These show the built in Golang profiles. These profiles provide detailed instrumentation of the running process. They are most useful for developers and are very important if you seek help from the Velociraptor developer team, who will often ask for these.
Below we document the most interesting of those.
This profile shows the memory allocations made by Go code. It is most interesting when memory use seems excessive.
Here is an example trace
Above we see two sample allocations. The first line shows that currently there are 2 allocations alive, worth 1.3Mb in total (which have not been garbage collected yet). However over the life of the program there were 2194 allocation (but most have been freed and reclaimed).
2: 1327104 [2194: 1455833088]
Next we see a trace back of where these allocations came from. We can see that these particular allocations happen from compressing data to be sent to the server. This helps debug where excessive memory allocations are made or a memory leak is suspected.
Golang uses the concept of Goroutines - a light weight managed set of threads. A Golang program can start thousands of different goroutines easily with very minimal performance impact.

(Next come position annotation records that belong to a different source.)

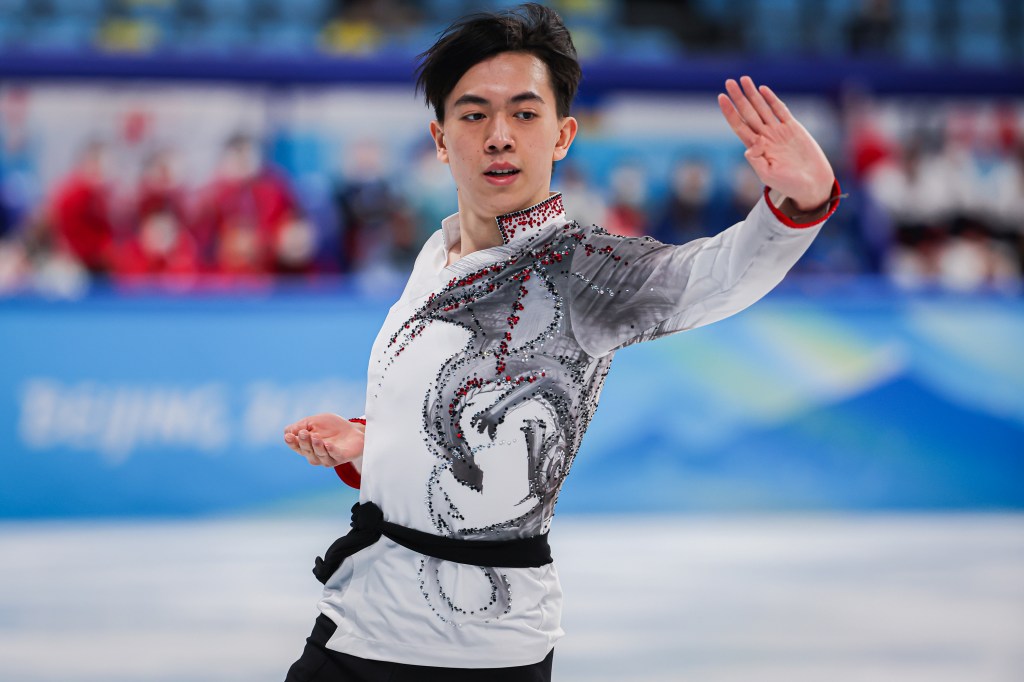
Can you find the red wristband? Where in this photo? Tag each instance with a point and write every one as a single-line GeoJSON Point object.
{"type": "Point", "coordinates": [346, 470]}
{"type": "Point", "coordinates": [837, 194]}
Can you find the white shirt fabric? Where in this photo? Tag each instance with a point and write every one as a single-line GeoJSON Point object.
{"type": "Point", "coordinates": [481, 383]}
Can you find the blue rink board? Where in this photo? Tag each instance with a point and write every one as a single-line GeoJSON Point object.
{"type": "Point", "coordinates": [153, 406]}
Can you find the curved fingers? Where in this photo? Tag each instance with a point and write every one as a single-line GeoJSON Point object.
{"type": "Point", "coordinates": [777, 105]}
{"type": "Point", "coordinates": [758, 101]}
{"type": "Point", "coordinates": [735, 121]}
{"type": "Point", "coordinates": [742, 104]}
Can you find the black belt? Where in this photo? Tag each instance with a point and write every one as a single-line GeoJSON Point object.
{"type": "Point", "coordinates": [369, 525]}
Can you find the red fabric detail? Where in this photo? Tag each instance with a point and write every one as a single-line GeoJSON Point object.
{"type": "Point", "coordinates": [788, 222]}
{"type": "Point", "coordinates": [346, 471]}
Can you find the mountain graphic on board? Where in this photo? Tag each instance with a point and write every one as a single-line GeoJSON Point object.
{"type": "Point", "coordinates": [897, 446]}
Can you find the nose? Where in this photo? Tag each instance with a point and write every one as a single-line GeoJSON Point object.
{"type": "Point", "coordinates": [500, 136]}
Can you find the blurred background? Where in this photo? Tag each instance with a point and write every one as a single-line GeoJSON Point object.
{"type": "Point", "coordinates": [208, 206]}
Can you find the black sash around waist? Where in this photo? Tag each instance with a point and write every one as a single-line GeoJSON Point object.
{"type": "Point", "coordinates": [369, 525]}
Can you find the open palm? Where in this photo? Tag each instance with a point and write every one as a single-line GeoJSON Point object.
{"type": "Point", "coordinates": [326, 439]}
{"type": "Point", "coordinates": [781, 152]}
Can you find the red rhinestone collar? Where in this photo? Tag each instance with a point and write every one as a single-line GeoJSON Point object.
{"type": "Point", "coordinates": [517, 223]}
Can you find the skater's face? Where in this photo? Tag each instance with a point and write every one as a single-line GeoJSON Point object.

The goroutines view is very helpful to understand what is happening in the binary. It shows the count of goroutines collected by call stack (i.e. similar goroutines are counted together).
Here is an example:
32 @ 0x7ff675096f4e 0x7ff675073f45 0x7ff6757c3577 0x7ff6769b6228 0x7ff67509fd41
# 0x7ff6757c3576 www.velocidex.com/golang/velociraptor/utils.SleepWithCtx+0x76/home/mic/projects/velociraptor/utils/sleep.go:10
# 0x7ff6769b6227 www.velocidex.com/golang/velociraptor/vql/parsers/event_logs.(*EventLogWatcherService).StartMonitoring+0x327/home/mic/projects/velociraptor/vql/parsers/event_logs/watcher.go:135
This example shows 32 goroutines are currently sleeping inside the
event log watcher. This implies that 32 different parse_evtx()
plugins are currently running waiting to their next event log scan.
The profile link actually triggers a CPU profile capture on the running executable. Note that you do not need a special debug built to capture CPU profiles. Unlike many other languages, CPU profiling is built into every production Go binary - this makes it very easy to capture this information in running deployed systems under real world workload.
The profile measures the amount of time spent in each function during a 30 second interval. When you click on the link the browser will wait for 30 seconds and then download a binary profile file.
You can view the file using a tool like kcachegrind
after converting
it to a suitable format:
go tool pprof -callgrind -output=/tmp/profile.grind /tmp/profile.bin && kcachegrind /tmp/profile.grind
The above shows where time is spent in the program. On the top right pane we see a call tree, with each function calling its different sub-functions. Next to each node in the tree we see the total time spent within each function. The difference between time on entering the function and the sum of all times spent in the called functions represents the time “lost” inside each function.
The bottom pane shows the time used on each line inside the function. We can see how much each operation “costs” in terms of time.
Developers can use this to find “hot spots” or places with very high CPU use that should be optimized to speed up operations.